Hugenberger, Gordon P. 1994. The Lord’s Prayer: A Guide for the Perplexed. Boston: Park Street Church.
Reviewed by Stephen W. Hiemstra
The book speaks to the hollowing out of large parts of the church in recent years. The consensus view focuses on the form rather than the content of our faith. Liberals have abandoned the basic doctrines of the church while evangelicals have eschewed depth to appeal to seekers. Scholarly devotionals helps mitigate this problem by offering believers something more thoughtful to chew on.
Against this backdrop, the Lord’s Prayer: A Guide for the Perplexed, written by Rev. Dr. Gordon P. Hugenberger reflects biblically on the content of the Lord’s Prayer. For example, the introduction points out that the Gospel of Luke gives special emphasis to Jesus’ prayer life (5). Hugenberger is the senior pastor at Park Street Church, Boston MA and a professor at Gordon-Conwell Theological Seminary in South Hamilton, MA. Park Street Church is famous as the site for in early Billy Graham revival in the 1940s.
A topic likely to generate discussion is Hugenberger’s discussion of why newer translations omit the doxology to the Lord’s Prayer.
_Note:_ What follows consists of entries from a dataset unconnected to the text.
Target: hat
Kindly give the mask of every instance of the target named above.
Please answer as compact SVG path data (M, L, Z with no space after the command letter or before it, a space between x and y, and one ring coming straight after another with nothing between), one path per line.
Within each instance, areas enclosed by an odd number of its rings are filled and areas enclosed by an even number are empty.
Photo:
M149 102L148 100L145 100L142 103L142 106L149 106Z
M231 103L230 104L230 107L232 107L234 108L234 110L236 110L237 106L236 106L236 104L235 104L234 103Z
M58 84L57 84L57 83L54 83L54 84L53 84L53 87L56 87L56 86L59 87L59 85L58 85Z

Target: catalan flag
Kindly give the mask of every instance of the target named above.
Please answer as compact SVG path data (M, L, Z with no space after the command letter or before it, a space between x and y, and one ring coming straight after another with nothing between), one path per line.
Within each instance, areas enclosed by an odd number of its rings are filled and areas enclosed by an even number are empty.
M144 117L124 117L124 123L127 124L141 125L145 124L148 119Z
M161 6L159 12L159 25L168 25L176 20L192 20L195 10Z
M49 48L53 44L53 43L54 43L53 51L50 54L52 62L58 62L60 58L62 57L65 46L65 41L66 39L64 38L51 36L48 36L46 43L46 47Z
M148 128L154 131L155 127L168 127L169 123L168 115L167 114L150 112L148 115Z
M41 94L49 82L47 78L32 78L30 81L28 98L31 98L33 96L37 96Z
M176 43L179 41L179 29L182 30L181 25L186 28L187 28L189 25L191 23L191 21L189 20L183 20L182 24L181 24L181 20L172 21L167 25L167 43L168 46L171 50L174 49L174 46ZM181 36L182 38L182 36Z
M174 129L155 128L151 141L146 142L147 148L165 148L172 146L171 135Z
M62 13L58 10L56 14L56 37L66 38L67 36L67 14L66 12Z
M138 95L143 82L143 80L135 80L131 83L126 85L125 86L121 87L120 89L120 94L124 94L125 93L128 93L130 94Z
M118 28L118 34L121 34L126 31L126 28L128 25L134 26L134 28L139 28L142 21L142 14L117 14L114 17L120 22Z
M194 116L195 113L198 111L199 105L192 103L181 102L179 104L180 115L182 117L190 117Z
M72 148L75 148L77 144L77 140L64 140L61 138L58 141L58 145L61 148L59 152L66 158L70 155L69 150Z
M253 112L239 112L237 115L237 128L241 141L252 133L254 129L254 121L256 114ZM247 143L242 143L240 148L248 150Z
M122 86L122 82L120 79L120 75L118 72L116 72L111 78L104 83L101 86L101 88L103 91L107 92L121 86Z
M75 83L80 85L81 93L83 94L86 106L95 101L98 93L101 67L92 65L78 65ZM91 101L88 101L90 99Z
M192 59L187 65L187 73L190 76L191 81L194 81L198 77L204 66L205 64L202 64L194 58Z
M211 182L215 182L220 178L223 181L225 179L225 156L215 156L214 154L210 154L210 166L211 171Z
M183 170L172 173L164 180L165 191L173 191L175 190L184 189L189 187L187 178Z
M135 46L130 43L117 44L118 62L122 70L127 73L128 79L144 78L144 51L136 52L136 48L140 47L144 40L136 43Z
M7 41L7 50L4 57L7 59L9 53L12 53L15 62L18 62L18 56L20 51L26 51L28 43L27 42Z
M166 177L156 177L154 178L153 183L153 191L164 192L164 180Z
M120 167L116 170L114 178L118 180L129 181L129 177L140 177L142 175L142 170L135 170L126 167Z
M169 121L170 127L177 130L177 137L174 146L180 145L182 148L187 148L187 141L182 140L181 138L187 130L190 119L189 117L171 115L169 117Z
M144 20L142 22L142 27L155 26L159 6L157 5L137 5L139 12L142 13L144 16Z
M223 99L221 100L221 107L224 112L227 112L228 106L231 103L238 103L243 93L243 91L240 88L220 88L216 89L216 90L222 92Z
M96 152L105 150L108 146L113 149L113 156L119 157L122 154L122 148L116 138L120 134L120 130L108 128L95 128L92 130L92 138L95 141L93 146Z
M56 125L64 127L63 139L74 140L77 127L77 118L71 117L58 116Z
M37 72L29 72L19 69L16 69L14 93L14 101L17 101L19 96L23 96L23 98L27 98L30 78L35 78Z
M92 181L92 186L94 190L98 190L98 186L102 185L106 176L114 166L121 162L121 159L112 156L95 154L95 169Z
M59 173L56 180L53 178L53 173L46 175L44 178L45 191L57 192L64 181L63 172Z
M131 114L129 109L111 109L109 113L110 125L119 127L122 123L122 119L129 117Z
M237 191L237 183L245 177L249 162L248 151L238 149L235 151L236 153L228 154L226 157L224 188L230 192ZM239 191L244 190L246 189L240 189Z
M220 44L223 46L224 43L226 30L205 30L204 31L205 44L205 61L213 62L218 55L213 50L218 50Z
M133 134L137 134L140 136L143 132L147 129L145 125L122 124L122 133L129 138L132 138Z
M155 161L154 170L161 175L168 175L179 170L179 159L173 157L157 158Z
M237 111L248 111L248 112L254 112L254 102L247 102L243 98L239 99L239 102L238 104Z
The doxology is–For thine is the kingdom, and the power, and the glory, for ever. Amen–found, for example, in Matthew 6:13 in the King James Version of the bible at the end of the prayer. The basic reason is that the doxology was added in later Greek manuscripts because Jesus meant the Lord’s Prayer to be a template for prayer, not an officially sanctioned prayer. The church took this advice seriously adding petitions, like the doxology at the end of the prayer (7). When scholars examined earlier manuscripts, those manuscripts did not have the oxology. Because newer translations give preference to older Greek manuscripts, the doxology was left out or became a footnote.
Hugenberger’s book is useful as a devotional study for mature Christians and their study groups wanting to deepen their understanding of the Lord’s Prayer. The book is short enough to read in one sitting, but devotions are best enjoyed at a more leisurely pace.